Die Quellen des Blatts berichten nun aber, dass es massiven Streit über das von Hodge dann abgelieferte Skript gab. Die Idee von Hodge und Boyle hätte sich massiv von einem traditionellen 007-Blockbuster unterschieden. So habe das Duo versucht, mehr „aktuelle Themen“ aufzugreifen. Das Franchise solle, so die Sun, Boyles Meinung nach mit der Zeit gehen und in die #MeToo-Ära überführt werden.
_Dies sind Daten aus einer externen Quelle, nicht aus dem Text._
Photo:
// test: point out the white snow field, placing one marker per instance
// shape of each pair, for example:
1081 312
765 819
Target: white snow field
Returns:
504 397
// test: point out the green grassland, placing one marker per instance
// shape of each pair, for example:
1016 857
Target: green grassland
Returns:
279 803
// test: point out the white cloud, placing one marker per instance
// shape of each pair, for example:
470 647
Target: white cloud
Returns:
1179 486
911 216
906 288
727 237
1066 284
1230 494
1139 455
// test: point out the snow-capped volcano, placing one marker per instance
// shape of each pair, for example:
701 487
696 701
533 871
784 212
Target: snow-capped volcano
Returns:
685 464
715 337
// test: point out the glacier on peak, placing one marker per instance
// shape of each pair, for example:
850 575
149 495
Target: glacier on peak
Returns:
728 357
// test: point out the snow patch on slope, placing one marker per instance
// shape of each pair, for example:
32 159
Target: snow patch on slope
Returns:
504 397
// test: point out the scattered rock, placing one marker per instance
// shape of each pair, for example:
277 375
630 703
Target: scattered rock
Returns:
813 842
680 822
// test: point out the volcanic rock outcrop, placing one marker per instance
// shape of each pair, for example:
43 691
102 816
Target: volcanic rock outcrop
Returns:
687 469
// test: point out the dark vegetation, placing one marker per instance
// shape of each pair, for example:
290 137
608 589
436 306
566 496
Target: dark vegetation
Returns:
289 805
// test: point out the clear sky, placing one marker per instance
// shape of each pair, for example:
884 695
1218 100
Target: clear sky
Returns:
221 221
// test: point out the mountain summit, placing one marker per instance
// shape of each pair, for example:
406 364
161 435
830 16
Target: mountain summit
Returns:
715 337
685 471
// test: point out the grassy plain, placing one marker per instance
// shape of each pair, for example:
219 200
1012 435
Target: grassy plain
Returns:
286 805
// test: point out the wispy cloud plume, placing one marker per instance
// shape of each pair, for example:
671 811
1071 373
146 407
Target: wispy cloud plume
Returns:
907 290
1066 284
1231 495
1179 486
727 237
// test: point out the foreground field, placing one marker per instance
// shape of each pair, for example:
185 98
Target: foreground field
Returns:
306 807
Dass Boyle eine sehr abweichende Vorstellung für einen neuen 007-Film hat, kursiert schon länger. Von Boyle gibt es dazu auch ein passendes Zitat im aktuellen Sun-Artikel: „Du erkennst das Vermächtnis der Welt von Bond an und du schreibst in dieser Welt, aber du schreibst auch in der modernen Welt.“ Als Zugeständnis an die alte Bond-Welt hätte Boyle so einen russischen Bösewicht ins Zentrum der Geschichte gestellt, das Drumherum wäre dann aber moderner geworden. Doch laut den Quellen der Sun sei dieses „artsy concept“ den Bond-Produzenten zu riskant gewesen sein. Das sei ein Hauptgrund des Streits gewesen, womit wir zu der Person kommen, die bei James Bond mehr Einfluss hat, als viele denken.
Die Macht des Daniel Craig
Schon länger machen Meldungen die Runde, dass kein 007-Star jemals auch nur annähernd so viel Einfluss auf die Filme hatte wie Daniel Craig. Wiederholt wurde berichtet, dass der Schauspieler und Regisseur Sam Mendes bei „Skyfall“ und „Spectre“ immer wieder aneinandergerieten. Mendes gestand dies nach „Skyfall“ auch öffentlich ein, verwies aber darauf, dass man sich am Ende immer wieder zusammenraufen konnte. Bei „Spectre“ soll es aber immer schlimmer geworden sein. Craig habe Mendes damals spüren lassen, dass er der Boss ist. Die Freundschaft der beiden sei darüber zerbrochen.
Das greift die Sun nun auf, die berichtet, dass Daniel Craig unter anderem auch klargestellt habe, dass er nicht als Bond zurückkehren würde, wenn Mendes noch einmal Regie führt. Und nun sei seine Machtstellung noch weiter ausgebaut worden. Schließlich seien die Bond-Produzenten Barbara Broccoli und Michael G. Wilson zu jedem Zugeständnis bereit gewesen, um Craig zurück zu holen, als der sich eine gefühlte Ewigkeit lang zierte und sich mit despektierlichen Äußerungen scheinbar schon von der Rolle verabschiedet hatte.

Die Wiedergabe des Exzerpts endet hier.